Your problem relies in the time vector (which is of 1 dimension). You will need to apply some sort of filter on that vector.
First thing that came to mind was medfilt (median filter) from scipy and it looks something like this:
from scipy.signal import medfilt
l1 = [0, 10, 20, 30, 2, 50, 70, 15, 90, 100]
l2 = medfilt(l1)
print(l2)
the output of this will be:
[ 0. 10. 20. 20. 30. 50. 50. 70. 90. 90.]
the problem with this filter though is that if we apply some noise values to the edges of the vector like [200, 0, 10, 20, 30, 2, 50, 70, 15, 90, 100, -50] then the output would be something like [ 0. 10. 10. 20. 20. 30. 50. 50. 70. 90. 90. 0.] and obviously this is not ok for the sine plot since it will produce the same artifacts for the sine values array.
A better approach to this problem is to treat the time vector as an y output and it's index values as the x input and do a linear regression on the "time linear function", not the quotes, it just means we're faking the 2 dimensional model by applying a fake X vector.

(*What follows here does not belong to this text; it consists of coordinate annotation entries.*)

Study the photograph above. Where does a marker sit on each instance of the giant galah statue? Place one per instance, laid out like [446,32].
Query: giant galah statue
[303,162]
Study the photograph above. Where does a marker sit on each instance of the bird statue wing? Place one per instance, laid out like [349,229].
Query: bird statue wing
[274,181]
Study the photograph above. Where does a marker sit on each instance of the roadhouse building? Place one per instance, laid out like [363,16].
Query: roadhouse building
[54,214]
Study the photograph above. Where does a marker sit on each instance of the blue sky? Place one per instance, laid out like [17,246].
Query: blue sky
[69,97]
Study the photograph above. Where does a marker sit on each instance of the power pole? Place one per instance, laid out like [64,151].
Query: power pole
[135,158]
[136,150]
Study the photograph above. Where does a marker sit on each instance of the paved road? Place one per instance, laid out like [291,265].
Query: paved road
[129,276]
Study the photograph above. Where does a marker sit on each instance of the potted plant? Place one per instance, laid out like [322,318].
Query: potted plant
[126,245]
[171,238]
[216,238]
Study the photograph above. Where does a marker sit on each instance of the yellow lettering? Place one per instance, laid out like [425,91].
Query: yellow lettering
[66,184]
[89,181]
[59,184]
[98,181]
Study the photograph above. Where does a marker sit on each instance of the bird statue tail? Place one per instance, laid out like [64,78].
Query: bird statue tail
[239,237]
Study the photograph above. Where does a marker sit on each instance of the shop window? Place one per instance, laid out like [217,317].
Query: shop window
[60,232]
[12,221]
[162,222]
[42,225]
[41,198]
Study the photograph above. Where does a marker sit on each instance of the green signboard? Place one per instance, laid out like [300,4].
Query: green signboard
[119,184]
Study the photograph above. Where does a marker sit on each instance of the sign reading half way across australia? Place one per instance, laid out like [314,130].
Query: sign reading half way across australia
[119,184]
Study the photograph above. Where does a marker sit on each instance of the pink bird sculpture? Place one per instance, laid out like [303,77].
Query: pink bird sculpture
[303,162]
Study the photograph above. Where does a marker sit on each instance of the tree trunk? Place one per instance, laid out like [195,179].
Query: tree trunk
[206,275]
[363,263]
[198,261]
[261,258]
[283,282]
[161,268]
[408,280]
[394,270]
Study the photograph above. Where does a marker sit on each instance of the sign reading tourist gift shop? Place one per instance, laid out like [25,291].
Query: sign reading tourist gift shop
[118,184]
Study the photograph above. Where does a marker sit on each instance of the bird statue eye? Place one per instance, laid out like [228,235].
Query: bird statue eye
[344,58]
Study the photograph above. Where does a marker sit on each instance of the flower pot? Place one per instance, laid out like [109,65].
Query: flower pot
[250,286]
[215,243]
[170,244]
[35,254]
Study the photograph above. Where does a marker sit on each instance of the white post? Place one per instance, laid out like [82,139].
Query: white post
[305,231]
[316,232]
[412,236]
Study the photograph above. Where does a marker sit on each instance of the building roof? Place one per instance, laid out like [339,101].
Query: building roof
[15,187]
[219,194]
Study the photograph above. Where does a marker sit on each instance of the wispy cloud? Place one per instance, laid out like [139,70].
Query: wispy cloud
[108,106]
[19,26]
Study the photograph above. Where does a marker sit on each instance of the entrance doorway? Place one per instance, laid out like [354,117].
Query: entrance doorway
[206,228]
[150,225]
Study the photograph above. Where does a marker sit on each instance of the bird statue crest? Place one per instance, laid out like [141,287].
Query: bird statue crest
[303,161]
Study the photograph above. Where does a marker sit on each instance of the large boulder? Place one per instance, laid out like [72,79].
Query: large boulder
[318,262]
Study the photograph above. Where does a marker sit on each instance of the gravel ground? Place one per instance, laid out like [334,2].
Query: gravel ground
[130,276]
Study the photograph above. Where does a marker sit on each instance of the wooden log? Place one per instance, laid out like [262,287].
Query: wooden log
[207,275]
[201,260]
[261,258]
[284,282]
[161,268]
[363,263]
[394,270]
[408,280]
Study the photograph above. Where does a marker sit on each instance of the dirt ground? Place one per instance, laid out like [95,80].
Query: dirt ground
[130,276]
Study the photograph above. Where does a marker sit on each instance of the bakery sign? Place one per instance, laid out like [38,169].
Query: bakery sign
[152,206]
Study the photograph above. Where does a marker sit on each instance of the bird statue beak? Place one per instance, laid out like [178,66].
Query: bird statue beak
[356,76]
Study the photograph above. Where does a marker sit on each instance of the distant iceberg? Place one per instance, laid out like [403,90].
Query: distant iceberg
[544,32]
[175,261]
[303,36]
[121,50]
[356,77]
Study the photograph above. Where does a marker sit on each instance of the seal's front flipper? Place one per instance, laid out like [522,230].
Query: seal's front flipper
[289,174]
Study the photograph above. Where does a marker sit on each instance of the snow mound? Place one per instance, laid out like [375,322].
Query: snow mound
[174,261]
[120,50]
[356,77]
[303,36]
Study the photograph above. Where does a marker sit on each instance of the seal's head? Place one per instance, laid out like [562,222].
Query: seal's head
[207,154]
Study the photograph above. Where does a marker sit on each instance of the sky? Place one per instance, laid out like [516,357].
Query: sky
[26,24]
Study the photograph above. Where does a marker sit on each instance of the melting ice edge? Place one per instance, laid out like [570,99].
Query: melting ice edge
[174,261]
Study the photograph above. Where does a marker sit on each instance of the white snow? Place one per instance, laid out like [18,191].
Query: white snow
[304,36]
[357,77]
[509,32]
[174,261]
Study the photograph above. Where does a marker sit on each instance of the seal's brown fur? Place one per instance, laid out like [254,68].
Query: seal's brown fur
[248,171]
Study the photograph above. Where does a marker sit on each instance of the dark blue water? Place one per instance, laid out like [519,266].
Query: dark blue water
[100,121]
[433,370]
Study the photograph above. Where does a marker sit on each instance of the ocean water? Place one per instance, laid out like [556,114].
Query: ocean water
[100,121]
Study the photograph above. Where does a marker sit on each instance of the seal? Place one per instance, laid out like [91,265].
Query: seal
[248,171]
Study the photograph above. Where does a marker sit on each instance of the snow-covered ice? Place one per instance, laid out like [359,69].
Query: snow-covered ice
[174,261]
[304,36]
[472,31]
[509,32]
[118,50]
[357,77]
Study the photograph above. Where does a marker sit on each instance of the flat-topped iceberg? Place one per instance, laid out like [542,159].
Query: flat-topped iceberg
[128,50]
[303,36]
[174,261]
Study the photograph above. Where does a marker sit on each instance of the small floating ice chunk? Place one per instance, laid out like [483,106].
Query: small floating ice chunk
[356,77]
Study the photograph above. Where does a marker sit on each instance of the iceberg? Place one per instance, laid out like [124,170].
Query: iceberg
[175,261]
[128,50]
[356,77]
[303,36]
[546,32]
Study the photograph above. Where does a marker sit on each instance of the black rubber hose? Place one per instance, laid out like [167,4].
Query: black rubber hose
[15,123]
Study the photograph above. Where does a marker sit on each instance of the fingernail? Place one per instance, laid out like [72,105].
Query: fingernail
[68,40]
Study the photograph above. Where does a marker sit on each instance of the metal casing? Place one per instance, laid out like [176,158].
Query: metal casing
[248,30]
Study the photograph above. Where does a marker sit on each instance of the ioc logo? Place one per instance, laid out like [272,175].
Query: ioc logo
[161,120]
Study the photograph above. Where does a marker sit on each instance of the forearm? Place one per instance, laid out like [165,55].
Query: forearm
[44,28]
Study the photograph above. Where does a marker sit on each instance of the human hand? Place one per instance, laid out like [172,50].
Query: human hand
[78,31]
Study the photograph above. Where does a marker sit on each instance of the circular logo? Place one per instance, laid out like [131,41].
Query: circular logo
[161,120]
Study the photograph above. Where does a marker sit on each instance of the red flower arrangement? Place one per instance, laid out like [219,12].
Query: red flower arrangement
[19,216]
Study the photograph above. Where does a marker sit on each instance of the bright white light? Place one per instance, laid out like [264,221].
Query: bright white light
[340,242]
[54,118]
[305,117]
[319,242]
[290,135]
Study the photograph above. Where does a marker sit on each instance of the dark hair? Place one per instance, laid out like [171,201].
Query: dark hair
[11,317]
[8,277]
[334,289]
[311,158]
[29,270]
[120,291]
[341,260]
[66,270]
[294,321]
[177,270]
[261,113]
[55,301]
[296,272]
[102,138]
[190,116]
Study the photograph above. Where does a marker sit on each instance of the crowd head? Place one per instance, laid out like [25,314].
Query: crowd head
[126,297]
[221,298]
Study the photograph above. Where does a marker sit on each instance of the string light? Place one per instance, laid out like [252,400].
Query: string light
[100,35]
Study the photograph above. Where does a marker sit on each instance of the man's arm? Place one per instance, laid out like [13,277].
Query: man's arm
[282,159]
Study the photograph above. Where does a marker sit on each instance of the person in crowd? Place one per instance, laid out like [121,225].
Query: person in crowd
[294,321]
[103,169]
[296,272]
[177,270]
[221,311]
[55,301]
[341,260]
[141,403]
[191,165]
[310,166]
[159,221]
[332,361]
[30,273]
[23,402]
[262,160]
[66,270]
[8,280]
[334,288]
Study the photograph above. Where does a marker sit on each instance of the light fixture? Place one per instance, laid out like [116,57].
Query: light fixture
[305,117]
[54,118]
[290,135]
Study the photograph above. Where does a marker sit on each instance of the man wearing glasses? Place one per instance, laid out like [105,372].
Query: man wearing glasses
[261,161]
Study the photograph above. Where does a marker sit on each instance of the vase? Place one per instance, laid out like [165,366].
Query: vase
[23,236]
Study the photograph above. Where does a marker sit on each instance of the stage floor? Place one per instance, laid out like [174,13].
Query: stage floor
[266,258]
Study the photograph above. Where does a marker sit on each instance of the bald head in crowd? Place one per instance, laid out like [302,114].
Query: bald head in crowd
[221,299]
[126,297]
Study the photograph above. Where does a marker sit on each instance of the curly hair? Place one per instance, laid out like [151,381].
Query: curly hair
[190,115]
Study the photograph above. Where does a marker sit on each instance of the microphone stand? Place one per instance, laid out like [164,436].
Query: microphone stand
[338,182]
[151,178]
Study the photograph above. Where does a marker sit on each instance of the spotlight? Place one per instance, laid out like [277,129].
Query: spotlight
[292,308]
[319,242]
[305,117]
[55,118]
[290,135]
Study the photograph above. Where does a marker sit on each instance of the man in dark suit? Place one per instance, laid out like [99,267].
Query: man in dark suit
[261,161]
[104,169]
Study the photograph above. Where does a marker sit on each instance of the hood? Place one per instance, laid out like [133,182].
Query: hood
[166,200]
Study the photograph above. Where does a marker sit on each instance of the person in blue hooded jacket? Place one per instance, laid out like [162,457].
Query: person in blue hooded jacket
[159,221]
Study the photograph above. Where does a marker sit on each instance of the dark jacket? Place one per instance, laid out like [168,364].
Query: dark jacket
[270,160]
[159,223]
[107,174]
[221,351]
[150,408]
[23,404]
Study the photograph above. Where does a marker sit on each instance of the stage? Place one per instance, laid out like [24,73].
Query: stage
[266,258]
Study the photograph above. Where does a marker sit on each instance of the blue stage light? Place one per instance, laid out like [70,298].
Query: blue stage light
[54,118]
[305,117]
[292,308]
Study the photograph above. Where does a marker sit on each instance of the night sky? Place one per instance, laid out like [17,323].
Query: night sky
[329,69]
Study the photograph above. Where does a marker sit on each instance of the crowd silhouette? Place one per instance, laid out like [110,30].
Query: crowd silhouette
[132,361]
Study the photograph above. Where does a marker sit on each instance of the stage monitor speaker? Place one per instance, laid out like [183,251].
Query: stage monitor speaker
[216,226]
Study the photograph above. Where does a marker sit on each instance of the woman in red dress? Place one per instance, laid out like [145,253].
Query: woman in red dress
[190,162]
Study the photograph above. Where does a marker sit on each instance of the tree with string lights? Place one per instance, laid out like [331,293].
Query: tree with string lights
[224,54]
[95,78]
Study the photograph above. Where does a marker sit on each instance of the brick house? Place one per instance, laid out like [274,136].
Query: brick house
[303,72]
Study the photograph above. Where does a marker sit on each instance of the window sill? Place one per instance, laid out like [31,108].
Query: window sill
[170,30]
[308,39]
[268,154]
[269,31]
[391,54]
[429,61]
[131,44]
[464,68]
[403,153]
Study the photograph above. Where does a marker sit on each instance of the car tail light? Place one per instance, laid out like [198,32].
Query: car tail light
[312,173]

The code implies the use of scipy's linregress (linear regression) function:
from scipy.stats import linregress
l1 = [5, 0, 10, 20, 30, -20, 50, 70, 15, 90, 100]
l1_x = range(0, len(l1))
slope, intercept, r_val, p_val, std_err = linregress(l1_x, l1)
l1 = intercept + slope * l1_x
print(l1)
whose output will be:
[-10.45454545 -1.63636364 7.18181818 16. 24.81818182
33.63636364 42.45454545 51.27272727 60.09090909 68.90909091
77.72727273]
Now let's apply this to your time vector.
import random
import numpy as np
import pandas as pd
import matplotlib.pyplot as plt
from scipy.stats import linregress
N = 20
# N = 10 # Set signal sample length
t1 = -np.pi # Simulation begins at t1
t2 = np.pi; # Simulation ends at t2
in_array = np.linspace(t1, t2, N)
# add some noise
noise_input = random.uniform(-.5, .5);
in_array[random.randint(0, len(in_array)-1)] = noise_input
# apply filter on time array
in_array_x = range(0, len(in_array))
slope, intercept, r_val, p_val, std_err = linregress(in_array_x, in_array)
in_array = intercept + slope * in_array_x
# generate sine wave
out_array = np.sin(in_array)
print("OUT ARRAY")
print(out_array)
plt.plot(in_array, out_array, color = 'red', marker = "o") ; plt.title("numpy.sin()")
plt.show()
the output will be:
the resulting signal will be an approximation of the original, as it is with any form of extrapolation/interpolation/regression filtering.